Numerical Simulations of LEAP Dynamic Centrifuge Model Tests for Response of Liquefiable Sloping Ground

Abstract

This paper presents numerical simulations (modified Type-B) related to LEAP-UCD-2017 (Liquefaction Experiments and Analysis Projects) dynamic centrifuge model tests for a liquefiable sloping ground conducted by various institutions. The numerical simulations are performed using a pressure-dependent constitutive model implemented with the characteristics of dilatancy and cyclic mobility. The soil parameters are determined based on a series of available stress-controlled cyclic triaxial tests during the Type-A simulation phase for matching the liquefaction strength curves of Ottawa F-65 sand.

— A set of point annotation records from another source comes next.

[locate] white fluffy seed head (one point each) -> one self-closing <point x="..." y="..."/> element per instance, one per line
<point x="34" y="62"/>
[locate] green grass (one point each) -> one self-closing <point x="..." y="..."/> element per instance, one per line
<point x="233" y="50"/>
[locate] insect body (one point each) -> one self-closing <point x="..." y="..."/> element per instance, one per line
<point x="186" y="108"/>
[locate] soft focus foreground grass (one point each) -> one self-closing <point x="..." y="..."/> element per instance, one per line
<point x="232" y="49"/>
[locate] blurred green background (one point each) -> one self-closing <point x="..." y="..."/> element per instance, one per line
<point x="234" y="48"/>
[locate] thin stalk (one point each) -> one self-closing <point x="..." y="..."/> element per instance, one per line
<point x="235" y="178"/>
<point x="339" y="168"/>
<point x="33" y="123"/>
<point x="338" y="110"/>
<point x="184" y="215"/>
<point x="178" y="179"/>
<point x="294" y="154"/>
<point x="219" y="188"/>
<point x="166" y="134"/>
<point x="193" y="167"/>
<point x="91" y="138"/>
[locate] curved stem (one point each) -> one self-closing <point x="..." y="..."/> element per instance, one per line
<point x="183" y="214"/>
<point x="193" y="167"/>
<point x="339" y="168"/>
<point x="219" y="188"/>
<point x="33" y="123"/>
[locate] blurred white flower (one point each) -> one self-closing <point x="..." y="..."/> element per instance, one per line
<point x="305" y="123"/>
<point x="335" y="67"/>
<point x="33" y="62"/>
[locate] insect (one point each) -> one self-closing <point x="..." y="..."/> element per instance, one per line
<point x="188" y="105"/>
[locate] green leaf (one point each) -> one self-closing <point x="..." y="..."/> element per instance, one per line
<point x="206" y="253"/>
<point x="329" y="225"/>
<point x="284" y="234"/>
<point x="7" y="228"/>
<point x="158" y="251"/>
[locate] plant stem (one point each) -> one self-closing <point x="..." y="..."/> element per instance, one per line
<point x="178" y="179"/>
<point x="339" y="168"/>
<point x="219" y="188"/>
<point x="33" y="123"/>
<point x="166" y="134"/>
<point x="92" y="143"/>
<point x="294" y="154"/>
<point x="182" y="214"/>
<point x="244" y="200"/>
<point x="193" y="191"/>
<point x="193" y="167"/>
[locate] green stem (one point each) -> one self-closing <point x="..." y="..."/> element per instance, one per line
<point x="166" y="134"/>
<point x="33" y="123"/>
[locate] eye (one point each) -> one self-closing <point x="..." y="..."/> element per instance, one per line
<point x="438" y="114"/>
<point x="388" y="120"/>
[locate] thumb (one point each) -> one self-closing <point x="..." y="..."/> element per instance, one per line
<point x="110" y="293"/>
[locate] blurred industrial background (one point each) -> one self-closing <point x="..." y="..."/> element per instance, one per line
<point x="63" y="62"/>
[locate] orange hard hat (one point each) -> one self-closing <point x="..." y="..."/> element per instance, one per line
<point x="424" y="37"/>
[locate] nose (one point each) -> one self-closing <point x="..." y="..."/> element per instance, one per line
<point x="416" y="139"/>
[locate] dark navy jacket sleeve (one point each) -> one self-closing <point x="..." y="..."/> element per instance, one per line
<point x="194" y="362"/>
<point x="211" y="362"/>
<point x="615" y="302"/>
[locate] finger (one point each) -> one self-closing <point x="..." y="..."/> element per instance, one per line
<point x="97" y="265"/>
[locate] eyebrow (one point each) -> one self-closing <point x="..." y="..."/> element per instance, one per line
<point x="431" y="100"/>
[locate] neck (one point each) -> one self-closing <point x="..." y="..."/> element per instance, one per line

The computational framework for the dynamic response analysis is discussed. Computed results are presented for the selected centrifuge experiments (modified Type-B simulations). Measured time histories (e.g., displacement, acceleration and excess pore pressure) of these experiments are reasonably captured. Comparisons between the numerical simulations and measured results showed that the pressure-dependent constitutive model as well as the overall employed computational framework have the potential to predict the response of the liquefiable sloping ground, and subsequently realistically evaluate the performance of an equivalent soil system subjected to seismically induced liquefaction.